Я помню, что второй и третий акты я уже смотрела по-настоящему и смеялась вместе со всеми. А по дороге домой мы снова переживали все перипетии спектакля, вспоминали ваши смешные реплики. И дорога мне показалась не такой уж длинной.
Когда мой спутник, проводив меня, распрощался, я оглядела свою комнатушку. Она была такая грязная, запущенная. Я решила немедленно прибрать ее. За уборкой стала рассуждать: «Ну, моих фонтанов нет. Они у немцев. Но мое управление-то есть? Вероятно, есть! Наконец, я могу быть полезной в госпитале. Надо сопротивляться, работать! Как все ленинградцы».

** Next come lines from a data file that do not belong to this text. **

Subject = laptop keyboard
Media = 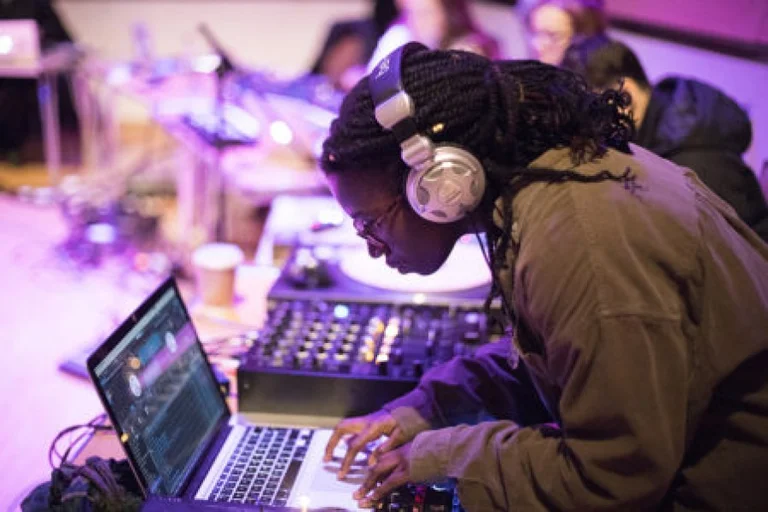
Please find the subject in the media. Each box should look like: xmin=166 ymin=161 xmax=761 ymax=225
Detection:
xmin=210 ymin=426 xmax=312 ymax=506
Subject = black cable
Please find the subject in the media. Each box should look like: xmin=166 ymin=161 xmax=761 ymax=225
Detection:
xmin=48 ymin=412 xmax=113 ymax=470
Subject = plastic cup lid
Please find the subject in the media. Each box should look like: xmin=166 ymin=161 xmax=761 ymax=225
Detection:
xmin=192 ymin=243 xmax=244 ymax=270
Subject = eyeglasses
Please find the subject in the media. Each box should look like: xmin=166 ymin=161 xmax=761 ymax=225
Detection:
xmin=352 ymin=196 xmax=402 ymax=257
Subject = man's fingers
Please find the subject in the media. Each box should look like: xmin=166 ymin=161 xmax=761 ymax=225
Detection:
xmin=323 ymin=418 xmax=364 ymax=462
xmin=353 ymin=454 xmax=399 ymax=500
xmin=339 ymin=426 xmax=381 ymax=479
xmin=371 ymin=427 xmax=404 ymax=460
xmin=358 ymin=468 xmax=410 ymax=508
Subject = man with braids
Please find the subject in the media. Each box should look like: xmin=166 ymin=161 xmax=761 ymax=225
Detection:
xmin=320 ymin=42 xmax=768 ymax=511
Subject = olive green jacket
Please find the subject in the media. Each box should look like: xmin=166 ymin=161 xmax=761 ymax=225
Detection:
xmin=383 ymin=145 xmax=768 ymax=511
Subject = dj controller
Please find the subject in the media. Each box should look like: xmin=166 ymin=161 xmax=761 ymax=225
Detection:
xmin=237 ymin=297 xmax=502 ymax=417
xmin=237 ymin=246 xmax=502 ymax=418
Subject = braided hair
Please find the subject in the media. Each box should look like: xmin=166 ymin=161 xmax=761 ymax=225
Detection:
xmin=321 ymin=42 xmax=633 ymax=316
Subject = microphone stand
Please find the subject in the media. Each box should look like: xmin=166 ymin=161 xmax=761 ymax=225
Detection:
xmin=198 ymin=24 xmax=236 ymax=242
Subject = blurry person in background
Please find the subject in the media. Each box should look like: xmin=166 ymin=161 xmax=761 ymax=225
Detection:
xmin=562 ymin=35 xmax=768 ymax=241
xmin=367 ymin=0 xmax=500 ymax=71
xmin=308 ymin=0 xmax=399 ymax=91
xmin=525 ymin=0 xmax=606 ymax=65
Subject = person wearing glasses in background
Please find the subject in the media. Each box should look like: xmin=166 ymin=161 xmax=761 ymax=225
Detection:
xmin=319 ymin=42 xmax=768 ymax=510
xmin=525 ymin=0 xmax=606 ymax=65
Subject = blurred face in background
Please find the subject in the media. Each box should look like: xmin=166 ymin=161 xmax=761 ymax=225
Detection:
xmin=399 ymin=0 xmax=449 ymax=48
xmin=528 ymin=3 xmax=575 ymax=65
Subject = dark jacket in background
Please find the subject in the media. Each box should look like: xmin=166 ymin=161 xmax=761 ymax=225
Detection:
xmin=636 ymin=77 xmax=768 ymax=241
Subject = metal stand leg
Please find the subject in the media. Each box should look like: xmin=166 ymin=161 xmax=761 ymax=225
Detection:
xmin=38 ymin=73 xmax=62 ymax=187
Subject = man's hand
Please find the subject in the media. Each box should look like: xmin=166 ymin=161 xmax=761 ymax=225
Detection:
xmin=354 ymin=442 xmax=413 ymax=508
xmin=324 ymin=410 xmax=409 ymax=479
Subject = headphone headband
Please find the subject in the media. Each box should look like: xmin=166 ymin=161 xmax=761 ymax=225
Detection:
xmin=369 ymin=45 xmax=486 ymax=224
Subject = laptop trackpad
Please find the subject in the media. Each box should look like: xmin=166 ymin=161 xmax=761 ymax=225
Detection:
xmin=288 ymin=429 xmax=367 ymax=511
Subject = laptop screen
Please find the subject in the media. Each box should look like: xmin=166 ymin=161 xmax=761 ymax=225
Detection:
xmin=91 ymin=283 xmax=227 ymax=495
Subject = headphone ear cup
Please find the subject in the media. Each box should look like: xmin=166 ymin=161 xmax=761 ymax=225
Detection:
xmin=405 ymin=145 xmax=486 ymax=223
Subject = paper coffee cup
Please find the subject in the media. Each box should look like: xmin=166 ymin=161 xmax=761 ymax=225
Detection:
xmin=192 ymin=243 xmax=244 ymax=307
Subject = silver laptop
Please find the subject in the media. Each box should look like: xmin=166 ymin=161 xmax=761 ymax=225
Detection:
xmin=87 ymin=277 xmax=366 ymax=510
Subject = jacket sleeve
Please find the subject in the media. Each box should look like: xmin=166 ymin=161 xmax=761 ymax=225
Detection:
xmin=381 ymin=341 xmax=550 ymax=439
xmin=408 ymin=314 xmax=690 ymax=510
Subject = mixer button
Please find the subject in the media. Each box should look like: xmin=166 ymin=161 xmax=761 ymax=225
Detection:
xmin=462 ymin=330 xmax=481 ymax=344
xmin=463 ymin=311 xmax=481 ymax=325
xmin=392 ymin=348 xmax=404 ymax=365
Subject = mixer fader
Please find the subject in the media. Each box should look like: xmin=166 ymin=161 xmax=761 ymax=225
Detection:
xmin=237 ymin=298 xmax=502 ymax=417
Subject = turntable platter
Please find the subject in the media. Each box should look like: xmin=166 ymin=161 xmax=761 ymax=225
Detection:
xmin=338 ymin=242 xmax=491 ymax=293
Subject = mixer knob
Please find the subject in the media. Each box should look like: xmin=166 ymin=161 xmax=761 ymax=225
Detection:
xmin=344 ymin=333 xmax=357 ymax=343
xmin=302 ymin=341 xmax=315 ymax=351
xmin=425 ymin=484 xmax=454 ymax=511
xmin=314 ymin=352 xmax=328 ymax=369
xmin=322 ymin=341 xmax=334 ymax=352
xmin=333 ymin=352 xmax=349 ymax=362
xmin=376 ymin=354 xmax=389 ymax=376
xmin=341 ymin=343 xmax=354 ymax=353
xmin=425 ymin=339 xmax=435 ymax=358
xmin=463 ymin=311 xmax=481 ymax=325
xmin=392 ymin=348 xmax=404 ymax=365
xmin=358 ymin=346 xmax=374 ymax=363
xmin=462 ymin=330 xmax=481 ymax=344
xmin=293 ymin=351 xmax=310 ymax=368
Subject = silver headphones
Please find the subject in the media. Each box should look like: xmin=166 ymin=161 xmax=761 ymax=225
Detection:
xmin=369 ymin=46 xmax=486 ymax=224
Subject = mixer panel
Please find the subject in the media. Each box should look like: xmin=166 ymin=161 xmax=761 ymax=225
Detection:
xmin=237 ymin=298 xmax=502 ymax=417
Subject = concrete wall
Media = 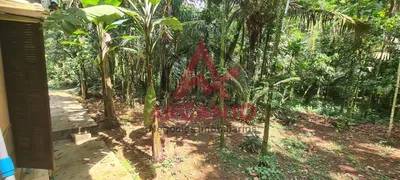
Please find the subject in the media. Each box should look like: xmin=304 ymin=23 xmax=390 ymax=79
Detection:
xmin=0 ymin=46 xmax=15 ymax=161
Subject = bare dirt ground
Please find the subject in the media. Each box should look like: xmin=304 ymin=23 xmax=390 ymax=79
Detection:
xmin=271 ymin=112 xmax=400 ymax=180
xmin=76 ymin=93 xmax=400 ymax=180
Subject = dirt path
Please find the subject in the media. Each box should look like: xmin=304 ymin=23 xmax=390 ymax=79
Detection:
xmin=49 ymin=89 xmax=134 ymax=180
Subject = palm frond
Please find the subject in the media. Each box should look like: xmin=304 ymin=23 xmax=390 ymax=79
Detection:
xmin=288 ymin=2 xmax=370 ymax=33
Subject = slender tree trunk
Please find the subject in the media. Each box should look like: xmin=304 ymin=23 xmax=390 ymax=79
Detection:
xmin=261 ymin=83 xmax=273 ymax=155
xmin=121 ymin=53 xmax=126 ymax=100
xmin=98 ymin=23 xmax=117 ymax=127
xmin=240 ymin=21 xmax=246 ymax=66
xmin=345 ymin=58 xmax=357 ymax=118
xmin=346 ymin=0 xmax=363 ymax=118
xmin=160 ymin=44 xmax=171 ymax=99
xmin=247 ymin=43 xmax=257 ymax=81
xmin=126 ymin=78 xmax=132 ymax=106
xmin=388 ymin=58 xmax=400 ymax=137
xmin=125 ymin=28 xmax=136 ymax=108
xmin=219 ymin=1 xmax=227 ymax=150
xmin=260 ymin=27 xmax=272 ymax=80
xmin=161 ymin=67 xmax=171 ymax=97
xmin=128 ymin=53 xmax=136 ymax=108
xmin=261 ymin=0 xmax=285 ymax=156
xmin=226 ymin=20 xmax=243 ymax=64
xmin=387 ymin=0 xmax=399 ymax=136
xmin=80 ymin=60 xmax=87 ymax=100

И я начала работать почтальоном. Я ходила по [213] домам, разносила письма и одновременно искала таких же, как я, одиноких женщин. Я уговаривала их, а порой просто заставляла идти в театр.
Люди одевались в свои лучшие платья, мылись. А потом, возвращаясь к себе домой, прибирали свои жилища. Они возвращались к жизни! Если бы вы знали, скольким людям вы возвратили жизнь!
Спасибо вам. И вот завтра будет открытие петергофских фонтанов. Я приглашаю всех вас!